Decidedly Wilmet could not get on. Her mouth was stopped either by a
little rapture about Edgar, or a little velvet-pawed scratch to
herself, whenever she tried in earnest to set the matter before
Alice; and when, being a determined person, she at last talked on
through all that Alice tried to thrust in, and delivered her mind of
the remonstrance she had carefully thought over, and balanced between
kindness, prudence, and duty, and all the time with the conviction
that not one word was heeded! If it was not English malice it was
French malice that pointed the replies and sent Wilmet away as much
provoked as pitying, and not at all inclined to be examined by Edgar
on her interview, and let him gather that she had not had the best of
it. Poor Alice! what were these little triumphs of a sharp tongue in
comparison with the harm she did herself by exacerbating whoever
tried to argue with her?
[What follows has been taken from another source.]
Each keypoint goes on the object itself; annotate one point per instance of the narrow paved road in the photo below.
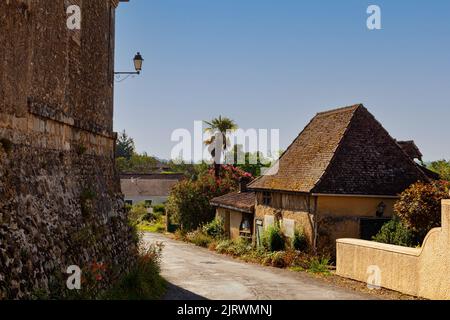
(196, 273)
There was one person she did profess to wish
to see, namely, Geraldine; but the flying rheumatic pains, excited by
the black east wind with sleet upon its blast, could not be trifled
with; and Major Knevett's wrath put an effectual stop to Alice's
entering the house during the Saturday and Sunday of his stay at
Bexley. Perhaps Cherry was not sorry. She could not have pleaded
against Edgar, in spite of her disapprobation of both; and moreover,
the thought at the bottom of her heart was, 'How could any one who
had been the object of such tones of the one brother's voice be won
by the showy graces of the other? Edgar could easily have thrown off
a disappointment; but Felix came first--and oh! can he shake it off
in the same light way?'

She had not the comfort of talking it over. Felix made no sign, and
Edgar's line was to treat the whole complication as a matter of
pleasantry, pretending that he had only gone into it to please Felix!
and yet, as came to their knowledge, privately exchanging billets and
catch-words with Alice, while he openly declared his engagement and
resolution to work his way up and lay his laurels at her feet.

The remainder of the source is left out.